A key factor is quantification, whereby everything is measured and reduced to data.  This mathematical process is reductive, it always leaves a remainder - that remainder is quality, which cannot be accounted for by the modern mind.  Quality is therefore dismissed as merely subjective.  The Platonic triad of the Good, the True and the Beautiful once having transcendental authority and meaning is now reduced to mere preference and idiosyncratic tastes of the atomised individual.


This shift to quantification of existence leads to atomisation be that via Marxist Socialism or free-market capitalism.  Value has to be measured and therefore all that counts is a materialist assessment.  This is reductive and anti-spiritual.  It also means that whatever we attempt to measure we cannot take into account the true spiritual value of the quality.

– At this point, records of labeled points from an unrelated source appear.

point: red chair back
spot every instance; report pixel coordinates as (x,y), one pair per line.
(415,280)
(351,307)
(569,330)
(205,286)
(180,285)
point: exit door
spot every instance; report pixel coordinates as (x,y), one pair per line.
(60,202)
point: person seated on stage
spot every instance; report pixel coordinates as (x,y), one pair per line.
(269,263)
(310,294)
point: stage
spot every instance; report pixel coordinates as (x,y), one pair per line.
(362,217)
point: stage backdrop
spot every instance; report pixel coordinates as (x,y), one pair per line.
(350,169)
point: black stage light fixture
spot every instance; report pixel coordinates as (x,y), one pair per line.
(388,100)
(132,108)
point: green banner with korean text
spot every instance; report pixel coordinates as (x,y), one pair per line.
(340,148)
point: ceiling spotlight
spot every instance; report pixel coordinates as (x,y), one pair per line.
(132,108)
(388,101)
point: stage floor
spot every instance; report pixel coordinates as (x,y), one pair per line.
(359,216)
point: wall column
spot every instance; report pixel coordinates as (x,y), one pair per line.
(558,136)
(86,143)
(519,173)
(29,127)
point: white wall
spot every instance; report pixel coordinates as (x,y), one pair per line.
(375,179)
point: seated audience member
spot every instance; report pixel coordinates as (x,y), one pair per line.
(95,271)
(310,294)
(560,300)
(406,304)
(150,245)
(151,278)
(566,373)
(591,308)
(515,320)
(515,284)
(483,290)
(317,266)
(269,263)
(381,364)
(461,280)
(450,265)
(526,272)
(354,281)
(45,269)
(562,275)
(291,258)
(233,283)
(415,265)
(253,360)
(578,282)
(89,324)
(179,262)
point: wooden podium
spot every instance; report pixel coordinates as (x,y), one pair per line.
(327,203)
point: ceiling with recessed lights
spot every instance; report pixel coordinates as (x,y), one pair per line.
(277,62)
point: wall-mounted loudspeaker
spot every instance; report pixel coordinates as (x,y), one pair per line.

So the real process is one of disintegration whereby hierarchies and organic connections are dissolved into individual atomised and dislocated units.  This degeneration is justified both in terms of a positivist scientific process and a political achievement of liberation and equality.  Liberation though means dislocation and equality means the destruction of uniqueness found in the traditional and organic hierarchies of human society.  In economics all that is measured is the data of productivity, so purpose and activity occur on the basis of consumerism, not principles.  Hedonism becomes the only purpose, replacing asceticism and sacrifice.  This is the totalising event of modernity.  It turns us all into identical units driven by passions and appetites.  The only value is material quantity.


A key turning point was the development of nominalism by William of Ockham, whereby universals were rejected and only the particular was regarded as valid.  The connection with the realist tradition back to Plato was broken and the march of modernity through meaning and telos was initiated.  With the Renaissance and the release of occult and kabbalistic theories from fallen Constantinople, a further turn brought complementary ideas of manipulation and magic as power over reality.  Modernity developed further in hubris and the infatuation with technological progress and political revolution grew more.


Modernity, the dream of the Enlightenment and the revolution is the reduction of human existence, the loss of the spiritual level and the separation from our ancestors.  Modernity then kills the value of human civilisation. 


The resistance to progressive disintegration must be a focus on a return to the sacred, the hierarchical, the meaningful, the telos and at an overarching level the transcendental Logos.  This return to the Logos is not to be misinterpreted as reductive rationalism, but in a rediscovery of transcendental meaning and overall a structured and purposeful cosmos. This is then in reality a reinvigoration of our civilisation and culture by a reassertion of what Saint Vincent of Lerins described as Quod Ubique, Semper, et Ab Omnibus. Progress, by contrast, has meant disintegration and reduction and the atomisation of the human being whether as a self-interested rational actor or an egalitarian member of international sameness, disconnected from tradition, heritage and culture.  We cannot continue on this path of quantification and disintegration.